The Chav Nativity


The Chav Nativity captures this wondrous night in a very special collectable. This meticulously hand-crafted, hand-painted masterwork is certain to be the perfect addition to your festive decorating.
Surely both parents wouldn't be there :roll:
Baby should be on a George Flag, not a Union Flag, neither of the parents is wearing Kappa, they both appear sober and there isn't enough Elizabeth Duke on show.

Good effort though, where did you get it from?
Mr_Dignity said:
If you look at the baby, they're not!
Oh she hasn't just dyed her hair to look like Britney then :roll:

Mindyou, what a great Secret Santa gift :D
I can see it now " And Joseph drove Mary to the old stables behind JJB sports in his modded Saxo and spake unto her, 'Yo bitch, annuver four of them and we get a bigger 'ouse from the council and more money for stella and fags'."

Fair do's though, most Chav mothers don't know who the father of their child is either! :D
Title: Immaculate Conception or Slack jawed oafs pollute the gene pool again - which is it?
...and the touching story here:

There’s this bird called Mary, yeah? She’s a virgin (wossat then?) She’s not married or nuffink, but she’s got this boyfriend, Joe, innit? He does joinery an’ that. Mary lives with him in a crib dahn Nazaref. One day Mary meets this bloke Gabriel. She’s like `Oo ya lookin at?’ Gabriel just goes ‘You got one up the duff, you have.’ Mary’s totally gobsmacked. She gives it to him large ‘Stop dissin’ me yeah? I ain’t no Kappa-slapper. I never bin wiv no one!’

So Mary goes and sees her cousin Liz, who’s six months gone herself. Liz is largin’ it. She’s filled with spirits, Barcardi Breezers an’ that. She’s like ‘Orright, Mary, I can feel me bay-bee in me tummy and I reckon I’m well blessed. Think of all the extra weez gonna get on the social an’ that.’ Mary goes ‘Yeah, s’pose you’re right’ Mary an’ Joe ain’t got no money so they have to ponse a donkey, an’ go dahn Bethlehem on that. They get to this pub an’ Mary wants to stop, yeah? To have her bay-bee an’ that. But there ain’t no room at the inn, innit? So Mary an’ Joe break an’ enter into this garridge, only it’s filled wiv animals. Cahs an’ sheep an’ that. Then these three geezers turn up, looking proper bling, wiv crowns on their ‘eads.
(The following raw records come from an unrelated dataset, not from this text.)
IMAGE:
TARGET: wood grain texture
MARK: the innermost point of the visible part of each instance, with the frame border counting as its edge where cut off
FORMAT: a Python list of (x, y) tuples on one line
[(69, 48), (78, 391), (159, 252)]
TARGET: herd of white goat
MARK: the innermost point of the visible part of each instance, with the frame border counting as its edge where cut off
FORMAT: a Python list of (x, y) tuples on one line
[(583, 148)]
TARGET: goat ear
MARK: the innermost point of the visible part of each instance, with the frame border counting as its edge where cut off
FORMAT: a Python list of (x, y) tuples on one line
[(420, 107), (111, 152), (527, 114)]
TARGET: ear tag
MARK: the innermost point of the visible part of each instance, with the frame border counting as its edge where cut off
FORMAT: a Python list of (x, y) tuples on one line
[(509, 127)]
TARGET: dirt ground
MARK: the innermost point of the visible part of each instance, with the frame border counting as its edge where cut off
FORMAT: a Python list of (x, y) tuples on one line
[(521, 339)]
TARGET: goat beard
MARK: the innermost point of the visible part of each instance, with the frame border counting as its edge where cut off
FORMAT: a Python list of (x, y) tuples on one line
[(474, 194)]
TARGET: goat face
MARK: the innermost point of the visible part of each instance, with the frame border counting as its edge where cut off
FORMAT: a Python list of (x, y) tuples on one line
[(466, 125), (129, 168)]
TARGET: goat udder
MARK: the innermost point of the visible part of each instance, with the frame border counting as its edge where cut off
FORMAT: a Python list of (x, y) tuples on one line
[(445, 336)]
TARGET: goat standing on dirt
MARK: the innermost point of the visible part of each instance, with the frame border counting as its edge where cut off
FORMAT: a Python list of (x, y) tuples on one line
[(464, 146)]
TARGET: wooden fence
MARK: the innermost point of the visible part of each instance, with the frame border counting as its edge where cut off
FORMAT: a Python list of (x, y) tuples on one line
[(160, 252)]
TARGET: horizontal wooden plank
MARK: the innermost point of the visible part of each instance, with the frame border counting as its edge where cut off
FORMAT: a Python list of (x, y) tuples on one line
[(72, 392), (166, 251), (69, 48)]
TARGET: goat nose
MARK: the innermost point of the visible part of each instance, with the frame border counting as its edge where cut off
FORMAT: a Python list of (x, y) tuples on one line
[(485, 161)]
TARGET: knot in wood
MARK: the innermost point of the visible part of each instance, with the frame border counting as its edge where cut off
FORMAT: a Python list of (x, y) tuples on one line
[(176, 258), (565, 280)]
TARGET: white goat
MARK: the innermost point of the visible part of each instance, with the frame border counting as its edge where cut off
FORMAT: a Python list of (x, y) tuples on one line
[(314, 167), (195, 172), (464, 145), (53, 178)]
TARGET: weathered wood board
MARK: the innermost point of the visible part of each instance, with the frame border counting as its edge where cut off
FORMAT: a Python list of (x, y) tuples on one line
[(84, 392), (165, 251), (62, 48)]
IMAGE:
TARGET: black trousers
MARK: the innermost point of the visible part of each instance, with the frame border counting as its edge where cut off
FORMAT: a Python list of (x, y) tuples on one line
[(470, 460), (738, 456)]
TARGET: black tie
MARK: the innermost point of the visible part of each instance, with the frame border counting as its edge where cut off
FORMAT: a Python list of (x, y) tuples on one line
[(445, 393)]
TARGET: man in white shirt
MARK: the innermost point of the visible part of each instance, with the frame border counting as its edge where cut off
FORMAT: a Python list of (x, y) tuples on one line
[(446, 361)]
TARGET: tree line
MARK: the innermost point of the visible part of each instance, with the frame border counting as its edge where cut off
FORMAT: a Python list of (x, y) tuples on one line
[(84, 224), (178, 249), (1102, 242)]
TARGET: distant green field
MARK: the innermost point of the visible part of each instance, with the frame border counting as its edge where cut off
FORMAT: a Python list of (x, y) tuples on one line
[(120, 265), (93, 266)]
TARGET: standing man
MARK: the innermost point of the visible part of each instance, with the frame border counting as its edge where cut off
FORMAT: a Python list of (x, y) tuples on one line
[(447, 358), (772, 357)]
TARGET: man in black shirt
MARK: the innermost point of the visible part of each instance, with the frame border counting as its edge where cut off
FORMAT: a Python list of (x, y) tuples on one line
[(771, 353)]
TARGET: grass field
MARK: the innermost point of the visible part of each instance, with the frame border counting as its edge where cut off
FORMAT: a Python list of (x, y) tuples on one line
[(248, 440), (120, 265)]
They’re like `Respect, bay-bee Jesus’, an’ say they’re wise men from the East End.

Joe goes: ‘If you’re so wise, wotchoo doin’ wiv this Frankenstein an’ myrrh?

Why dincha just bring gold, Adidas and Burberry?’ It’s all about to kick off when Gabriel turns up again an’ sez he’s got another message from this Lord geezer. He’s like ‘The police is comin an’ they’re killin all the bay-bees.

You better nash off to Egypt.’ Joe goes ‘You must be monged if you think I’m goin’ dahn Egypt on a minging donkey’ Gabriel sez ‘Suit yerself, pal. But it’s your look out if you stay.’ So they go dahn Egypt till they’ve stopped killin the first-born an’ it’s safe an’ that.

Then Joe and Mary and Jesus go back to Nazaref, an’ Jesus turns water into Stella.
There should be at least 1 bumper bottle of White Lightning in the picture.